Cultivating a nonjudgmental awareness of the present bestows a host of benefits. Mindfulness reduces stress, boosts immune functioning, reduces chronic pain, lowers blood pressure, and helps patients cope with cancer. By alleviating stress, spending a few minutes a day actively focusing on living in the moment reduces the risk of heart disease. Mindfulness may even slow the progression of HIV.

Mindful people are happier, more exuberant, more empathetic, and more secure. They have higher self-esteem and are more accepting of their own weaknesses. Anchoring awareness in the here and now reduces the kinds of impulsivity and reactivity that underlie depression, binge eating, and attention problems. Mindful people can hear negative feedback without feeling threatened. They fight less with their romantic partners and are more accommodating and less defensive. As a result, mindful couples have more satisfying relationships.

Mindfulness is at the root of Buddhism, Taoism, and many Native-American traditions, not to mention yoga. It's why Thoreau went to Walden Pond; it's what Emerson and Whitman wrote about in their essays and poems.

"Everyone agrees it's important to live in the moment, but the problem is how," says Ellen Langer, a psychologist at Harvard and author of Mindfulness. "When people are not in the moment, they're not there to know that they're not there." Overriding the distraction reflex and awakening to the present takes intentionality and practice.
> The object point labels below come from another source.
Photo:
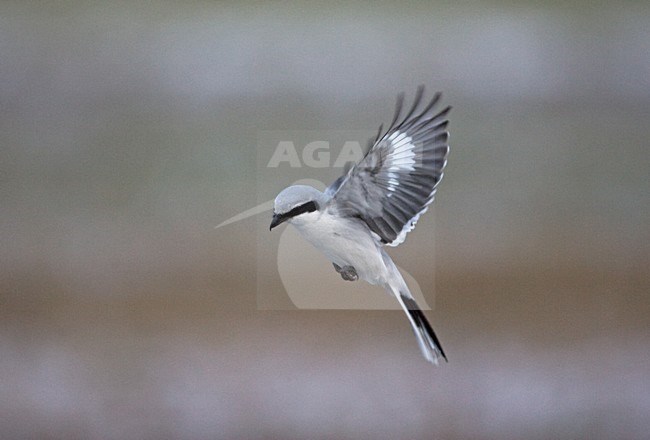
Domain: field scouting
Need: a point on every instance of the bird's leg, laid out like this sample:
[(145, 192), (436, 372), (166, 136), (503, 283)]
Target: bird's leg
[(348, 273)]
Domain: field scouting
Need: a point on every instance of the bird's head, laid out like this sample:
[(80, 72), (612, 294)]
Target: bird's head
[(293, 202)]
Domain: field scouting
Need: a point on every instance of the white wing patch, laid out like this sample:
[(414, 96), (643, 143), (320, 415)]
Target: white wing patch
[(395, 182), (401, 160)]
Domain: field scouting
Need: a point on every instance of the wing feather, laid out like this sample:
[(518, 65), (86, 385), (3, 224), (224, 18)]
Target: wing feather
[(396, 180)]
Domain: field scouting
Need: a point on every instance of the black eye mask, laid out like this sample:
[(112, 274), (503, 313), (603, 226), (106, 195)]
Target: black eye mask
[(301, 209)]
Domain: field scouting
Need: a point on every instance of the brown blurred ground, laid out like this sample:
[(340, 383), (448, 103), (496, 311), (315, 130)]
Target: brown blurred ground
[(129, 131)]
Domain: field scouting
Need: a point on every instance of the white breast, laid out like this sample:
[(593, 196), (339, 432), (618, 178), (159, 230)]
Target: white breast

Living in the moment involves a profound paradox: You can't pursue it for its benefits. That's because the expectation of reward launches a future-oriented mindset, which subverts the entire process. Instead, you just have to trust that the rewards will come. There are many paths to mindfulness—and at the core of each is a paradox. Ironically, letting go of what you want is the only way to get it. Here are a few tricks to help you along.

1: To improve your performance, stop thinking about it (unselfconsciousness).

I've never felt comfortable on a dance floor. My movements feel awkward. I feel like people are judging me. I never know what to do with my arms. I want to let go, but I can't, because I know I look ridiculous.

"Loosen up, no one's watching you," people always say. "Everyone's too busy worrying about themselves." So how come they always make fun of my dancing the next day?

The dance world has a term for people like me: "absolute beginner." Which is why my dance teacher, Jessica Hayden, the owner of Shockra Studio in Manhattan, started at the beginning, sitting me down on a bench and having me tap my feet to the beat as Jay-Z thumped away in the background. We spent the rest of the class doing "isolations"—moving just our shoulders, ribs, or hips—to build "body awareness."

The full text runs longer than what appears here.